Pope: World Must Be Open to Dialogue to Resolve Conflicts
On Christmas Day, in his message to the city and the world, Pope Francis stressed the importance of being open to dialogue to resolve the large number of conflicts, crises and disagreements that exist in today’s world. He mentioned Syria, Iraq and Yemen as examples of countries where longstanding conflicts have caused endless suffering.
As customary on Christmas Day, Pope Francis appeared at the balcony of Saint Peter’s Basilica overlooking the square to deliver his “Urbi et Orbi” message and blessing to the city and to the world, a tradition he had to make a break from last year because of the COVID-19 pandemic. Addressing those gathered at the Vatican on this rainy, wintry day and the millions watching him live on television, Francis said the need for patient dialogue at this time of pandemic is even more necessary in the world.
The pope said that “our capacity for social relationships is sorely tried; there is a growing tendency to withdraw, to do it all by ourselves, to stop making an effort to encounter others and do things together.”
He also turned his comments to the international situation, where “we continue to witness a great number of conflicts, crises and disagreements.” These, he added, never seem to end and people hardly notice them.

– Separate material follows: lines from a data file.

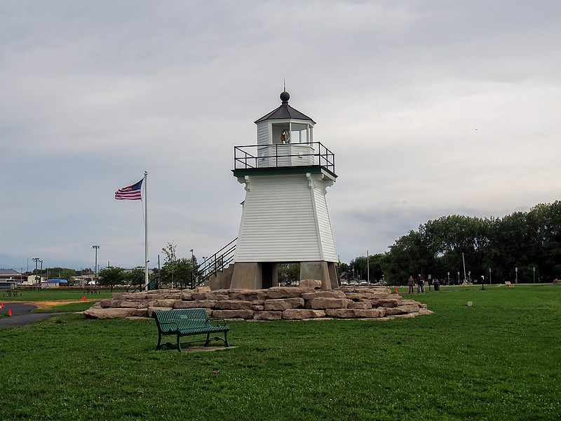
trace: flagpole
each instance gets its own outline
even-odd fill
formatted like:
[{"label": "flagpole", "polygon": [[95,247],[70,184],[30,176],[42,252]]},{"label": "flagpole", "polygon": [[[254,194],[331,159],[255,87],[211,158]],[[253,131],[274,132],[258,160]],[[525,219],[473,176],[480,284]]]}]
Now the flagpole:
[{"label": "flagpole", "polygon": [[144,171],[144,289],[148,290],[148,171]]}]

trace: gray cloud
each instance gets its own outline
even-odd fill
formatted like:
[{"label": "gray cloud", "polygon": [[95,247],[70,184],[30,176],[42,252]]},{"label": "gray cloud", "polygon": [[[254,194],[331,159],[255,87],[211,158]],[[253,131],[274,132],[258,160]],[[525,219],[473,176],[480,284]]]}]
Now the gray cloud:
[{"label": "gray cloud", "polygon": [[[237,234],[233,147],[290,103],[336,154],[343,261],[450,213],[558,199],[561,4],[151,1],[0,5],[0,267],[201,259]],[[8,203],[8,205],[6,205]]]}]

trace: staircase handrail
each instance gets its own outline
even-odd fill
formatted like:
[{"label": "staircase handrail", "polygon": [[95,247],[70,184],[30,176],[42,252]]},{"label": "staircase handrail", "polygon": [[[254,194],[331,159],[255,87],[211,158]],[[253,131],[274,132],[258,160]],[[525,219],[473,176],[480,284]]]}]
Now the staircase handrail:
[{"label": "staircase handrail", "polygon": [[203,285],[211,277],[222,272],[234,260],[236,250],[236,241],[234,239],[215,253],[207,258],[202,263],[193,269],[191,272],[191,288]]}]

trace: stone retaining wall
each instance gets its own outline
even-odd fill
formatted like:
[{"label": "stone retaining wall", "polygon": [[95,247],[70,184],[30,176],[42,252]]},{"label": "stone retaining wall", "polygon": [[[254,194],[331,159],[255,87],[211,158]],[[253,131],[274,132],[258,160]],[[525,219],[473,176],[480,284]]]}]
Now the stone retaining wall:
[{"label": "stone retaining wall", "polygon": [[[319,284],[318,283],[319,283]],[[245,320],[392,319],[431,314],[426,305],[403,300],[384,286],[322,290],[319,281],[266,290],[164,289],[114,293],[84,312],[88,317],[150,317],[155,310],[204,308],[209,317]]]}]

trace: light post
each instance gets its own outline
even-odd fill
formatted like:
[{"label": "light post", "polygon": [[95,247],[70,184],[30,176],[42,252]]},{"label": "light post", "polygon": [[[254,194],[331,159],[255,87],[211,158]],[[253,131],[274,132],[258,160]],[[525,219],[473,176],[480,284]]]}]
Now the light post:
[{"label": "light post", "polygon": [[35,262],[35,283],[37,283],[37,264],[39,262],[39,260],[41,260],[41,259],[39,259],[39,258],[33,258],[32,259],[32,260]]},{"label": "light post", "polygon": [[370,283],[370,265],[368,255],[369,250],[366,250],[366,281]]},{"label": "light post", "polygon": [[97,249],[99,246],[92,246],[92,248],[95,250],[95,265],[93,267],[93,272],[95,274],[94,281],[97,282]]}]

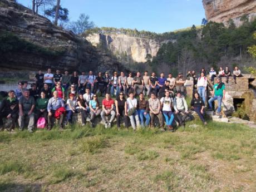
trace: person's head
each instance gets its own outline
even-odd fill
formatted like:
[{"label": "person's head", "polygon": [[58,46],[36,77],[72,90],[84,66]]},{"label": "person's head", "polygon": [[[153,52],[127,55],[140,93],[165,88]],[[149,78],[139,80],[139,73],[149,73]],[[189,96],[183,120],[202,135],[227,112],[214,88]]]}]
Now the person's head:
[{"label": "person's head", "polygon": [[73,100],[74,99],[75,95],[74,93],[70,93],[70,98],[71,100]]},{"label": "person's head", "polygon": [[9,96],[9,98],[14,98],[14,91],[13,90],[9,90],[8,93],[8,95]]},{"label": "person's head", "polygon": [[58,98],[58,91],[54,91],[53,94],[53,97],[54,98],[55,98],[55,99]]},{"label": "person's head", "polygon": [[151,99],[155,99],[156,98],[156,95],[154,92],[152,92],[150,95]]},{"label": "person's head", "polygon": [[165,97],[170,97],[170,92],[165,91]]},{"label": "person's head", "polygon": [[109,93],[106,93],[106,99],[107,100],[109,100],[110,99],[110,94]]},{"label": "person's head", "polygon": [[48,84],[47,83],[43,84],[43,88],[45,88],[45,90],[47,90],[48,87]]},{"label": "person's head", "polygon": [[40,93],[41,98],[42,99],[45,99],[45,92],[43,91],[42,91]]},{"label": "person's head", "polygon": [[140,97],[140,99],[142,100],[143,99],[144,99],[144,94],[143,94],[143,92],[141,92],[140,94],[139,95],[139,97]]}]

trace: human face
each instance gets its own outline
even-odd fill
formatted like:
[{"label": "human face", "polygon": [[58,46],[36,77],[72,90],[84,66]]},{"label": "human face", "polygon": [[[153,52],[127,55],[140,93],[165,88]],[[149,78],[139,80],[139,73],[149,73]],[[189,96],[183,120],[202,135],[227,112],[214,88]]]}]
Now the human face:
[{"label": "human face", "polygon": [[45,99],[45,94],[43,92],[42,92],[40,94],[41,95],[41,98],[42,99]]}]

We have become so used to them, Francis said, that immense tragedies are now being passed over in silence: we risk not hearing the cry of pain and distress of so many of our brothers and sisters.
Francis said the risk is that of avoiding dialogue, and that the complex crisis of the world pandemic will lead to taking of shortcuts rather than the longer paths of dialogue, which, he stressed, are the way to the resolution of conflicts and lasting benefits for all.
Among the nations that the pope singled out were Syria, where for more than a decade the war has resulted in many victims and an untold number of displaced people, Iraq, still struggling to recover from a lengthy conflict, and Yemen.
Let us listen to the cry of children arising from Yemen, Francis said, where an enormous tragedy, overlooked by everyone, has silently gone on for years, causing deaths every day.
Francis mentioned other conflict areas in the world, including the Middle East, where the continuing tensions between Israelis and Palestinians drag on without a resolution. He also spoke of the Afghan people, tested by more than 40 years of conflict, and the people of Myanmar, where intolerance and violence have targeted Christian communities.
He did not forget Africa, mentioning Ethiopia, the Sahel region and Sudan.
The pope prayed for the peoples of the countries of North Africa, tormented by divisions, unemployment and economic inequality.
At this time of pandemic, Francis also reminded the world and asked for prayers for the victims of violence against women, for young children and adolescents suffering from bullying and abuse, and for the elderly. He prayed that the current health crisis be overcome and that the necessary health care and vaccines in particular be provided to those who need them most.